Published online by Cambridge University Press: 04 August 2010
Sir John Huxtable Elliott was born in Reading, England, on 23 June 1930. After winning a scholarship to Eton, and national service, he graduated with first class honours in history from Cambridge and then earned a doctorate in history from Cambridge in 1955. He remained at Cambridge, first as a fellow of Trinity College (from 1954) and later as a university lecturer in history, until 1967 when he became Professor of Modern History at King's College, University of London. In 1973 he left King's to become professor in the School of Historical Studies at Princeton's Institute for Advanced Study where over the next seventeen years he welcomed and inspired scholars from all parts of the world. In 1990 he was named Regius Professor of Modern History at Oxford University.
A complete account of Professor Elliott's scholarly publications and a list of his awards and honours would fill many pages. To mention but a few, he has received honorary doctorates from several universities (including the Autonomous University of Madrid, the University of Genoa and the University of Barcelona).
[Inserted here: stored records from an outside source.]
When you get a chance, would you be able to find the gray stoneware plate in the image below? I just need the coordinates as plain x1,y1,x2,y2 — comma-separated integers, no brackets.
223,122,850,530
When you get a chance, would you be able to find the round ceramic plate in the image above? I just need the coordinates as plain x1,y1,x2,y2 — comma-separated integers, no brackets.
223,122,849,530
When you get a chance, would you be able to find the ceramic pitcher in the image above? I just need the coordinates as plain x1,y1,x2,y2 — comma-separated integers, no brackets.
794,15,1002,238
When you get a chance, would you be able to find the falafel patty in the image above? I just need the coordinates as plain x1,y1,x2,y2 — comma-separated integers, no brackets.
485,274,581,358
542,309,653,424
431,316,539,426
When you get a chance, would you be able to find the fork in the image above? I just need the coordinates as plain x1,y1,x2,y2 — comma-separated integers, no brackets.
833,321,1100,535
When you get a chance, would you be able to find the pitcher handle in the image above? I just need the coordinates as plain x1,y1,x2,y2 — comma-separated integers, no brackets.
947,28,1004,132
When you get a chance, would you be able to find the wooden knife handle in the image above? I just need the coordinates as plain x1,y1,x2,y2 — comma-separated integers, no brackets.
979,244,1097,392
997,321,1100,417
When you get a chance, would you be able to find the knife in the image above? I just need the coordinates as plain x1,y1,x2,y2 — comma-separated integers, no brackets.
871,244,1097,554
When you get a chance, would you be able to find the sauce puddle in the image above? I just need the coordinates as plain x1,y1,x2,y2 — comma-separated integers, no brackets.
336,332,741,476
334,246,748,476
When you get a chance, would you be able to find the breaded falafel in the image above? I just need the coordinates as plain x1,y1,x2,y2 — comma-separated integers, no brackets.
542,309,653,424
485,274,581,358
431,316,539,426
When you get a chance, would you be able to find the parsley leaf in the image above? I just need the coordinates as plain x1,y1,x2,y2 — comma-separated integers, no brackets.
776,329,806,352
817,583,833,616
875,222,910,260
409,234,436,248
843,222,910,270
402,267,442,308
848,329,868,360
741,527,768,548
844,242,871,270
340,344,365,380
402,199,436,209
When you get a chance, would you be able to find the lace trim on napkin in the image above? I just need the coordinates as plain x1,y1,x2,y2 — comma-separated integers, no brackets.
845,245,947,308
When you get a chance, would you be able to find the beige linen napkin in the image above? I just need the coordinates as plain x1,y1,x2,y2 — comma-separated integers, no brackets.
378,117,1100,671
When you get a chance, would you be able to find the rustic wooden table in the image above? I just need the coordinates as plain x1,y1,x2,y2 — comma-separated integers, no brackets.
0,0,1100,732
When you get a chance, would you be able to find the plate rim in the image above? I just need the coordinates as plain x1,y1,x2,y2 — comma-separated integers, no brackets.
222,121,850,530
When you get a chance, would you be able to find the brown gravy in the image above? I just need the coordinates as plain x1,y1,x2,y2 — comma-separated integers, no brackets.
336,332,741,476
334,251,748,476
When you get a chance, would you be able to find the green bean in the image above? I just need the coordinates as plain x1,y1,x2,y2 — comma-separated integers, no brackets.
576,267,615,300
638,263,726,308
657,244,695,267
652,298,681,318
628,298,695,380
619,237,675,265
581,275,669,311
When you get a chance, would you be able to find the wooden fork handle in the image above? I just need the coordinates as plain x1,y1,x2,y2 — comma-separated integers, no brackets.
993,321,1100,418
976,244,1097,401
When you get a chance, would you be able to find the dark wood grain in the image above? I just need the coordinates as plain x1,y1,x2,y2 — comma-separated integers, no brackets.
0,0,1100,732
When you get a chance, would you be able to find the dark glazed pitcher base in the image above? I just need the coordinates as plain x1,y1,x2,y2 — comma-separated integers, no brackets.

In addition, he is the recipient of Spain's Order of Isabella la Católica (1987), the Grand Cross of the Order of Alfonso the Wise (1988) and the Gold Medal of Fine Arts (1990). His prizes include the American Historical Association's Gershoy Prize for his book, Richelieu and Olivares (1985), the Wolfson Prize for his monumental biography, The count-duke of Olivares: the statesman in an age of decline (1986) and the Antonio de Nebrija prize for the Spanish edition of this same work (1993). In 1994, he was knighted by Queen Elizabeth II.